Cette nuance importante permet de remettre en perspective l'intentionnel original de la production du long-métrage, alourdie par l'échec de l'expérience précédente et déjà orientée par les pressions de studio. Très précisément, Kevin Tsujihara aurait commandé un film plus comique, et imposé la durée de deux heures standardisées, selon Chris Terrio. Débouté suite à un scandale sexuel, le nom de cet ancien président des studios Warner Bros. n'est que rarement cité dans les enquêtes relatives à l'échec de la Justice League de Joss Whedon. Pour les autres détails intéressants :
  • Terrio ne savait pas dans quel ordre les films allaient sortir, et n'avait pas d'éléments sur lesquels se reposer pour bâtir Themyscira. A l'époque de la rédaction du script, le film Wonder Woman n'était pas encore préparé, posant des soucis d'organisation. De la même façon, le bonhomme ne savait pas si les Atlantes pouvaient parler sous l'eau ou non, ce qui apparaît dans la Zack Snyder's Justice League, incohérente avec le film Aquaman pour ce même motif..
  • A propos de Geoff Johns, le scénariste explique n'avoir aucun grief ou aucun reproche à adresser à l'ancien président de DC Films. Il explique que leur relation s'est cantonnée à quelques échanges cordiaux, et que le bonhomme était sympathique et pas forcément pénible au moment du tournage de la première version de Justice League par Zack Snyder. Johns avait toutefois bien reçu la consigne de superviser la production et d'insérer autant de légèreté que possible par les pontes de Warner Bros.. Terrio explique que ce cas particulier est forcément glissant, dans le cas d'un producteur qui se trouve aussi exercer le métier de scénariste, avec davantage de latitude et de légitimité pour intervenir dans la création proprement dite.
  • Terrio aurait été remercié après le départ du couple Snyder. Il ne reçut aucune information sur les reshoots par les canaux officiels et n'a jamais rencontré Joss Whedon malgré une tentative de contact.
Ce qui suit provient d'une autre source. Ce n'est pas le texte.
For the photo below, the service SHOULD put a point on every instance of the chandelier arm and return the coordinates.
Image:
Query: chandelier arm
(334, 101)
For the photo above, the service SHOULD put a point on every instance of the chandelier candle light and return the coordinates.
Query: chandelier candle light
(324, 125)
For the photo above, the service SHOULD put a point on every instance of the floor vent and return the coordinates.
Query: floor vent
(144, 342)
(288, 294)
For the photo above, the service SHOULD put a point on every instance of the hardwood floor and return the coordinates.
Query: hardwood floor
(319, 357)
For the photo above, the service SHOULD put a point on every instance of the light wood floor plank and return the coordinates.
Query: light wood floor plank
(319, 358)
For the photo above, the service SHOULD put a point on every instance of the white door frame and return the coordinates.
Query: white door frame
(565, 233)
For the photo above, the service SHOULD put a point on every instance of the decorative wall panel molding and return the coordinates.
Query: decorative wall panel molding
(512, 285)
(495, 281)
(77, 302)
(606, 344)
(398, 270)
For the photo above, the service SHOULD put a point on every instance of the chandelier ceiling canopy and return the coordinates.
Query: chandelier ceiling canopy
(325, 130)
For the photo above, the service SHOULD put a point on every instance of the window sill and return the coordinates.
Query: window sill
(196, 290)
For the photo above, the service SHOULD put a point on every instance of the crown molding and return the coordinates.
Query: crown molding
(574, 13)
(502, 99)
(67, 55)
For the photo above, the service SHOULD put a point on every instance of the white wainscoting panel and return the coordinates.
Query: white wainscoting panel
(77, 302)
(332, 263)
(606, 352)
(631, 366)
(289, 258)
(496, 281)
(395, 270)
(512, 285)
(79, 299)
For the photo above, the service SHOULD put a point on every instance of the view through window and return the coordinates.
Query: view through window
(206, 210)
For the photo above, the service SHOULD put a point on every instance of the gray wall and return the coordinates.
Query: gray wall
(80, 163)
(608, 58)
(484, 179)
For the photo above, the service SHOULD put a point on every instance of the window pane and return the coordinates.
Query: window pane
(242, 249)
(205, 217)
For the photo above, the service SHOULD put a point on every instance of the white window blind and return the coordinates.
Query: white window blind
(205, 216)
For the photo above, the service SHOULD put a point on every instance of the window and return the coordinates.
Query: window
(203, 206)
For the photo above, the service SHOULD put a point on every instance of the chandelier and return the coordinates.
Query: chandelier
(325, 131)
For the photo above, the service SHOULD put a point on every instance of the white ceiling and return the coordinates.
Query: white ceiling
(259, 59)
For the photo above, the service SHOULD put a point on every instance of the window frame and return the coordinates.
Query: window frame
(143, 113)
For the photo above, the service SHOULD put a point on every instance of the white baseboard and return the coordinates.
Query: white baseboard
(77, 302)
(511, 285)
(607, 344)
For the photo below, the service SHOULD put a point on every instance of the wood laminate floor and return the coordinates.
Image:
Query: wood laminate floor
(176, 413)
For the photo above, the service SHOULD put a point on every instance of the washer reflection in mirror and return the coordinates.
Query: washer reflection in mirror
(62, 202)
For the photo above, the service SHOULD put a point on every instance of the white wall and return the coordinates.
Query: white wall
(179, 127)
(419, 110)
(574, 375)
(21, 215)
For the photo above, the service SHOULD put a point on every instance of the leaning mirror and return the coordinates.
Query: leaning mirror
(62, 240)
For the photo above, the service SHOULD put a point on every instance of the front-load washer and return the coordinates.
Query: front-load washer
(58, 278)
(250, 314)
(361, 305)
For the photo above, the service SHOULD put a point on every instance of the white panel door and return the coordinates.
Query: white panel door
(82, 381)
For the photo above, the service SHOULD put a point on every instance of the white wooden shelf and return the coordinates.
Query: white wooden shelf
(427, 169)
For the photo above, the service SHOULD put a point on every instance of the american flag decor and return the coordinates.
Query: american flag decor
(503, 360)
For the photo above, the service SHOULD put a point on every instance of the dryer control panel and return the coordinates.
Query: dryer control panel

Il affirme toutefois que ce genre de situations n'est pas rare, et son interview chez Vanity Fair n'accable pas particulièrement cet acteur du dossier, avec qui il n'a simplement jamais interagi.  
  • Quelques semaines avant la sortie officielle, il aurait assisté à une projection de la version cinéma de Justice League. Après quoi, il aurait demandé à ce que son nom soit retiré de la production, pour ne pas être mêlé à ça. La production lui aurait adressé une fin de non recevoir, attendu qu'il était trop tard pour retravailler toutes les copies déjà prévues pour la distribution. En bon exécutant, Terrio a donc décidé de garder le silence au moment de la sortie et de prendre ses distances avec le projet. Il n'a pas été invité à la première et n'a pas revu cette version du film depuis.
En résumé, Chris Terrio estime que la sortie de la Zack Snyder's Justice League est une bonne chose, que l'on ait ou non aimé cette version plus authentique : il peut enfin discuter du projet et être jugé sur la base de ce qu'il avait bel et bien écrit. Paradoxalement, le scénariste n'évoque pas le cas particulier de Star Wars IX, autre énorme cas d'ingérence de studio survenu dans la foulée de son travail pour Warner Bros., en dehors d'une perspective d'ouverture qui en dit long sans trop en dire : dans l'avenir immédiat, l'homme explique ne plus vouloir travailler avec le cinéma des franchises. Son prochain projet sera une production Prime Video à plus petite échelle, une énième manifestation de la fuite des cerveaux à Hollywood et de l'effondrement de ce genre de projets de commande après plus de dix ans d'ingérence écrasante.
 
Il faudra manifestement attendre ce film là pour se faire une meilleure idée du travail de Chris Terrio, autre victime collatérale du dossier "Snyder Cut".